Expression vs. Equation

Pre-Algebra

An expression is a mathematical phrase with no equals sign that can be evaluated; an equation is a statement that two expressions are equal and can be solved.

Definition

An expression is a math phrase with no equals sign. An equation is a statement with an equals sign saying two things are the same. You simplify expressions. You solve equations.

Example

$3x + 7$ is an expression. $3x + 7 = 16$ is an equation. You cannot "solve" the expression (nothing to solve for), but you can evaluate it or simplify it.

Key Insight

The equals sign is the dividing line. No equals sign: expression. Equals sign: equation. One gets simplified, the other gets solved.

Definition

An expression is a combination of numbers, variables, and operations with no relational symbol. An equation asserts that two expressions are equal.

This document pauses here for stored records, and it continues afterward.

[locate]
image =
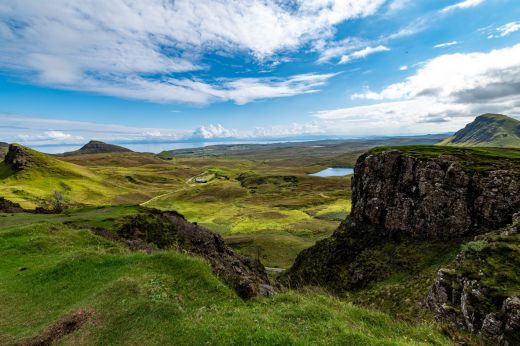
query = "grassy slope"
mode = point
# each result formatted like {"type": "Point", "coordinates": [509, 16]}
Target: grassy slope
{"type": "Point", "coordinates": [470, 158]}
{"type": "Point", "coordinates": [46, 174]}
{"type": "Point", "coordinates": [488, 130]}
{"type": "Point", "coordinates": [163, 298]}
{"type": "Point", "coordinates": [266, 215]}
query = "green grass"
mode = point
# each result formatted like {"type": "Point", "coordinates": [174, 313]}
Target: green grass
{"type": "Point", "coordinates": [471, 159]}
{"type": "Point", "coordinates": [488, 130]}
{"type": "Point", "coordinates": [49, 270]}
{"type": "Point", "coordinates": [300, 211]}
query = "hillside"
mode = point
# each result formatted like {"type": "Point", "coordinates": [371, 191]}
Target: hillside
{"type": "Point", "coordinates": [488, 130]}
{"type": "Point", "coordinates": [4, 147]}
{"type": "Point", "coordinates": [30, 178]}
{"type": "Point", "coordinates": [97, 147]}
{"type": "Point", "coordinates": [92, 291]}
{"type": "Point", "coordinates": [412, 210]}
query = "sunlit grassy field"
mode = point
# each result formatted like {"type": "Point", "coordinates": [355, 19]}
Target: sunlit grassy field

The critical difference: expressions are evaluated or simplified; equations are solved for a variable value.

Example

Expression: $2(x + 3) - x$ simplifies to $x + 6$. Equation: $2(x + 3) - x = 10$ is solved to get $x + 6 = 10$, then $x = 4$.

Key Insight

A common error is adding an equals sign to simplify an expression, accidentally creating a false equation. Never write "$3x + 2x = 5x = 10x - 5x$." Each line of simplification should use a new line, not a chain of equals signs connecting unequal quantities.

Definition

In formal logic, an expression (or term) is a syntactic object built from variables, constants, and function symbols. An equation is a formula $P = Q$ asserting equality between two terms and has a truth value relative to an interpretation. Expressions are interpreted (mapped to values), while equations are verified (proven true or false). This distinction is foundational to universal algebra and model theory.

Example

In universal algebra, a term $t(x_1, \ldots, x_n)$ is an expression. An identity is an equation $t_1 = t_2$ satisfied by all elements of an algebraic structure. For example, commutativity $x + y = y + x$ is an identity (equation) true in all abelian groups.

Key Insight

The study of which equations (identities) hold in an algebraic structure is the subject of equational logic and Birkhoff's theorem: a class of algebras is definable by a set of identities (equations) if and only if it is closed under homomorphic images, subalgebras, and direct products.